Pues bien, si fuesen verdaderas esas líneas de investigación histórica que quieren hacer de los cantes y bailes flamencos una suerte de biotopo darwinista y teleológico, da igual que se funde en los cantes americanos, en la escuela bolera o en el hogar primordial gitano; ya digo, si todo eso fuese así, si hubiese un origen distintivo, un lugar adánico y primero donde las características del género se decantaran, estrenaran y mostraran al mundo, ese sería el campo del pregón, del pregón popular y su consecuencia en el pregón flamenco. Es ahí, se verá claramente, donde mejor coinciden experimentación y experiencia, en la línea teatral de Antonio Chacón atento al género escénico de la ópera y la zarzuela pero también en la vereda de los Macandé o del Niño de las Moras, ilustre merchero, con sus vocaciones folclóricas y callejeras.
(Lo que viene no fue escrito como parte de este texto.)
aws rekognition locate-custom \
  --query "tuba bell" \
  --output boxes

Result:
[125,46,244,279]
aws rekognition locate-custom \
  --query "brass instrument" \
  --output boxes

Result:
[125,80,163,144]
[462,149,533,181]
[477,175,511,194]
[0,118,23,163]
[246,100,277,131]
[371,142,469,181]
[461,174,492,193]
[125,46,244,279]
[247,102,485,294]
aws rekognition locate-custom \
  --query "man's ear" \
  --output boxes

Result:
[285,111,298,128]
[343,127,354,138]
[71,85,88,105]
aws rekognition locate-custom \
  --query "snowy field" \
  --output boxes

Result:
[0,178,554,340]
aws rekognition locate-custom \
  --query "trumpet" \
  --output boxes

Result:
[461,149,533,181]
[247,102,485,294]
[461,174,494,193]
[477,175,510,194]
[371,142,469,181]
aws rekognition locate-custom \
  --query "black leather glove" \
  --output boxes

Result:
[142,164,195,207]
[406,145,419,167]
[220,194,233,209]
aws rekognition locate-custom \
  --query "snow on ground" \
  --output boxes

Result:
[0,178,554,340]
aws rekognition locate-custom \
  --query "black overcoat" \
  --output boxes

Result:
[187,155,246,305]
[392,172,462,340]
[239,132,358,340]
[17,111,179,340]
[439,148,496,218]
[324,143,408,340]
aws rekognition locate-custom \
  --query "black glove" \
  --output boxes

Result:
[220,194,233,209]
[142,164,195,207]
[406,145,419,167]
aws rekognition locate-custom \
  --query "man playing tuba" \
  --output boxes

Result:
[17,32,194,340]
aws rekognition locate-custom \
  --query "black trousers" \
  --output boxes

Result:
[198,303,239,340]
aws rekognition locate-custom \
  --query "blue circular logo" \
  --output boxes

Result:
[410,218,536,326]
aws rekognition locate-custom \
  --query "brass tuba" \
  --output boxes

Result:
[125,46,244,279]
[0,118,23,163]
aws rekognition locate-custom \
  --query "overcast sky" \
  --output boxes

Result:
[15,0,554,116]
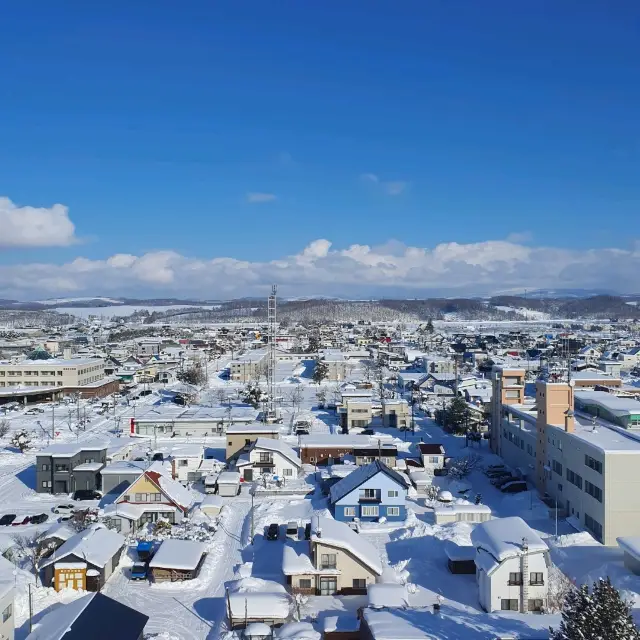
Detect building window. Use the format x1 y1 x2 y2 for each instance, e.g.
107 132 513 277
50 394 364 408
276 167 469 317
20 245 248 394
584 480 602 502
509 571 522 585
584 455 602 473
584 513 602 542
320 553 336 569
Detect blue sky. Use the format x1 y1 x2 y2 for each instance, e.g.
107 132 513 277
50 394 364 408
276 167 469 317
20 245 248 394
0 0 640 297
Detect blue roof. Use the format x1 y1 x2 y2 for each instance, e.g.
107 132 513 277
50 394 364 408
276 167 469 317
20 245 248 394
331 460 409 502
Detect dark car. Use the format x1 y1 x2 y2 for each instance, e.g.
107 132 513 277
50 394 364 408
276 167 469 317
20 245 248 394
73 489 102 500
500 480 528 493
30 513 49 524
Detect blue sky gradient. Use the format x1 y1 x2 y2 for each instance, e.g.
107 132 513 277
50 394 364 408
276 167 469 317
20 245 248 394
0 0 640 293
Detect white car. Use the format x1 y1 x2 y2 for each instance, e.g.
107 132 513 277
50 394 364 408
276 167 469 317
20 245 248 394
51 504 76 516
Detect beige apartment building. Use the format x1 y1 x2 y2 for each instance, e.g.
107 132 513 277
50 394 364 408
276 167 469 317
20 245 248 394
0 358 104 387
492 370 640 546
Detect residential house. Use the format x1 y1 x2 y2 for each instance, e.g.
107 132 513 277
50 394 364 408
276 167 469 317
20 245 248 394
418 442 445 472
330 460 408 521
282 516 382 595
36 442 107 494
226 424 280 462
149 539 206 582
40 525 125 591
236 438 302 482
27 593 149 640
471 517 550 613
104 463 193 533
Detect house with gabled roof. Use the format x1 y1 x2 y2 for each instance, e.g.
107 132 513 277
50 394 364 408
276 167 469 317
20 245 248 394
104 463 193 533
329 460 409 522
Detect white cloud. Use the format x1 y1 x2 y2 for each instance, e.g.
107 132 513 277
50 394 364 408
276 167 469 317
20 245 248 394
247 192 278 204
0 239 640 299
360 173 409 196
0 197 77 248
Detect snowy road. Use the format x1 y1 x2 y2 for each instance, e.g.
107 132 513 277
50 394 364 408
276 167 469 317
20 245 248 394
104 498 251 640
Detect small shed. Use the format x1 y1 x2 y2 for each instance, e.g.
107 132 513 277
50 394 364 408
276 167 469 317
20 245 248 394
218 471 240 498
444 541 476 575
433 503 491 524
200 495 224 516
149 539 206 582
227 591 290 629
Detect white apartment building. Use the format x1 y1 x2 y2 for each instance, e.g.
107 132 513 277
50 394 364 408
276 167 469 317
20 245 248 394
492 382 640 546
0 358 104 387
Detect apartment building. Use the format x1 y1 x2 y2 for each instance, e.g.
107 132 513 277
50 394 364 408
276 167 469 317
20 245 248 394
0 358 104 387
229 350 267 382
492 378 640 546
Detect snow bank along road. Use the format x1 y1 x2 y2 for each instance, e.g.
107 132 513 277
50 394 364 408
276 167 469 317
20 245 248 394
104 498 251 640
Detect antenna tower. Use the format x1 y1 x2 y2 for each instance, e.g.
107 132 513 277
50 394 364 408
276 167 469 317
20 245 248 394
267 284 278 420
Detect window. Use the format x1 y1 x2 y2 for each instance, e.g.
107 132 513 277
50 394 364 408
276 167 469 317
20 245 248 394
528 598 544 611
320 553 336 569
584 455 602 473
509 571 522 585
584 480 602 502
567 469 582 489
584 513 602 542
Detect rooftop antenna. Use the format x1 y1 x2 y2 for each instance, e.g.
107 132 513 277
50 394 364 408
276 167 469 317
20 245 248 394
267 284 278 421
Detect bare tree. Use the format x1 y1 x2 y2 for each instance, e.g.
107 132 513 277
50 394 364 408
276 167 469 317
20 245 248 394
12 534 57 586
449 453 482 478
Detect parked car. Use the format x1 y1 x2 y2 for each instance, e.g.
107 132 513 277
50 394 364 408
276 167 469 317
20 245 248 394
73 489 102 501
287 520 298 540
131 562 149 580
51 504 76 516
500 480 528 493
30 513 49 524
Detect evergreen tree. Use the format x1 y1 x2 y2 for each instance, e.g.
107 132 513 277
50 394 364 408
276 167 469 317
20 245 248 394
550 578 640 640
Muchos de los logros melódicos del flamenco, de sus giros rítmicos, de sus improntas vocales características en esta o aquella manera de hacer el cante vienen de los pregones, no solo en los casos más evidentes, también en sus formas más políticas, esenciales y metafísicas. Por eso, el libro de Pregones y flamenco. El cante en los vendedores ambulantes andaluces (Athenaica Ediciones, 2020), estudio y compilación pionera de Rafael Cáceres and Alberto del Campo, se nos aparece como fundamental, una piedra de toque especial para empezar a entender de otra forma la constitución estética del género, mostrando un nuevo campo de tensiones entre la autonomía artística y las relaciones sociales, lejos, por igual, de la fiesta y del teatro, los campos más explorados en las más acertadas exploraciones musicales y sociales del flamenco.
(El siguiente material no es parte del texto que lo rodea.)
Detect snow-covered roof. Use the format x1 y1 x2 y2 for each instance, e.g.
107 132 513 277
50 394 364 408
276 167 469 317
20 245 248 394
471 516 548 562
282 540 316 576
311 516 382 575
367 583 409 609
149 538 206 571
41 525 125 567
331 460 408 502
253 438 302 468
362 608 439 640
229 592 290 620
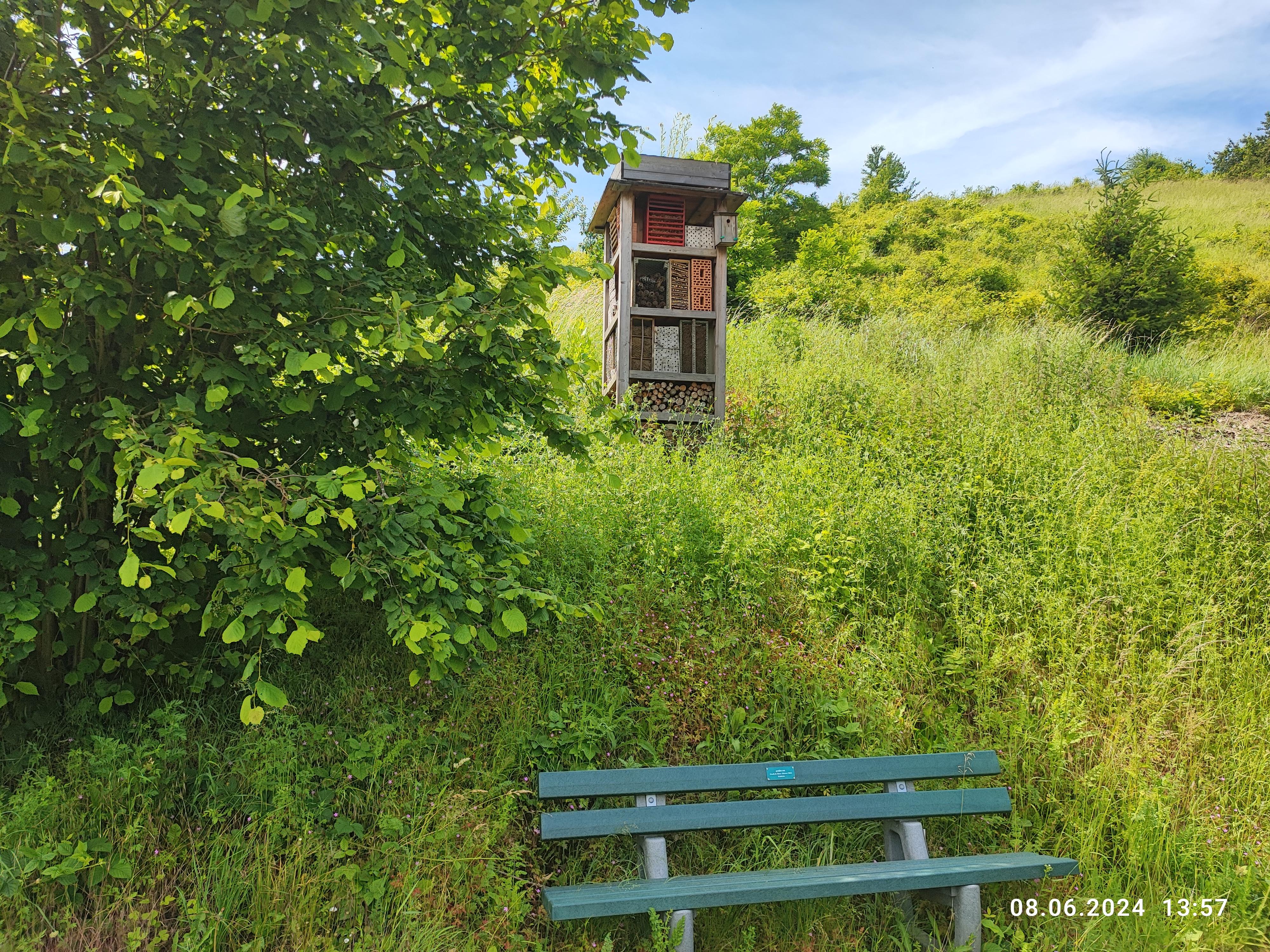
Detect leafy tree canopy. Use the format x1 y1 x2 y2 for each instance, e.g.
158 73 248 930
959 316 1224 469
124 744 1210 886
1209 112 1270 179
0 0 687 722
691 104 829 291
856 146 919 208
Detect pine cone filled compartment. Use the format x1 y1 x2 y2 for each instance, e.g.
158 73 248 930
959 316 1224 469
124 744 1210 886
630 380 714 416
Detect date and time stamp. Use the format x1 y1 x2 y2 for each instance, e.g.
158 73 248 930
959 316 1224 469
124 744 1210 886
1010 896 1226 919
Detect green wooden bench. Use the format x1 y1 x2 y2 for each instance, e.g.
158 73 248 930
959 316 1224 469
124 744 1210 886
538 750 1076 952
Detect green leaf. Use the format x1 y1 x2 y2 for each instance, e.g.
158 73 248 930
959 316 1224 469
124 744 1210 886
221 614 246 645
300 350 330 371
119 548 141 589
502 605 527 632
255 680 287 707
137 463 168 489
168 509 194 536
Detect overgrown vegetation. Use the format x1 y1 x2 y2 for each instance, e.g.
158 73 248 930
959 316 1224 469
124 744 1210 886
1050 155 1203 344
1212 112 1270 179
7 39 1270 952
0 0 687 724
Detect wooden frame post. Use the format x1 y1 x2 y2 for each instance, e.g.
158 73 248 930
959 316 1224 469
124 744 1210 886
616 192 635 401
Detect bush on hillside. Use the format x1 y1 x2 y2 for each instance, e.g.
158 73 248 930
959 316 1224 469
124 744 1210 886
1209 112 1270 179
1124 149 1204 182
1050 156 1203 341
752 195 1053 324
696 103 829 293
0 0 687 724
856 146 919 208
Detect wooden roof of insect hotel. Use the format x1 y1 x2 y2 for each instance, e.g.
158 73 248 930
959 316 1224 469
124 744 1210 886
591 155 747 231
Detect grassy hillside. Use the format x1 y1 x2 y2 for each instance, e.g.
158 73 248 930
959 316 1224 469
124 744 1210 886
7 183 1270 952
986 178 1270 281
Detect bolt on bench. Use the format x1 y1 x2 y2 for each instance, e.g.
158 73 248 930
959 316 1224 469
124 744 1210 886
538 750 1077 952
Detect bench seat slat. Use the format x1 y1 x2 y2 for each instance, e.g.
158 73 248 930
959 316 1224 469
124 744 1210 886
542 853 1077 922
540 787 1010 840
538 750 1001 800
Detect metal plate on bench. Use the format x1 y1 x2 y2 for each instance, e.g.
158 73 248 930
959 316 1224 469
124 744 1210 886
542 853 1077 922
Para Guy Debord, el régimen capitalista se presentaba en el mundo con dos modelos, el “integrado”, o de Estado, y el “difuso” o liberal, por eso el derrumbe del llamado socialismo real simplemente aclaró la situación. De este modo, cuando observaba entre los gitanos y otras “clases peligrosas” formas de comercio proto-capitalistas —mercadillos, venta ambulante, chamarileros, quincalleros, traperos, chatarreras, trueques, anticuarios y tráficos de sustancias ilegales— entendía que había todavía formas dialécticas que sobrevivían entre el comercio y el capitalismo financiero. Seguramente se refería a eso cuando, exageradamente, observó cómo “los gitanos se dejaban atravesar por el capitalismo sin que con ello se alterara su original forma de vida”.
Por eso, en este libro, aparte de las noticias musicales y la información histórica podemos atisbar toda una caja de herramientas con la que los artistas populares se enfrentaron a las disyuntivas de vender, cambiar, intercambiar su fuerza de trabajo. Un verdadero manual de uso para el artista del presente, no hablo solo de los flamencos, cualquiera que forme parte de las llamadas clases culturales encontrará aquí maneras de hacer particulares, todo un tratado de cómo hacer coincidir valor de cambio y valor de uso.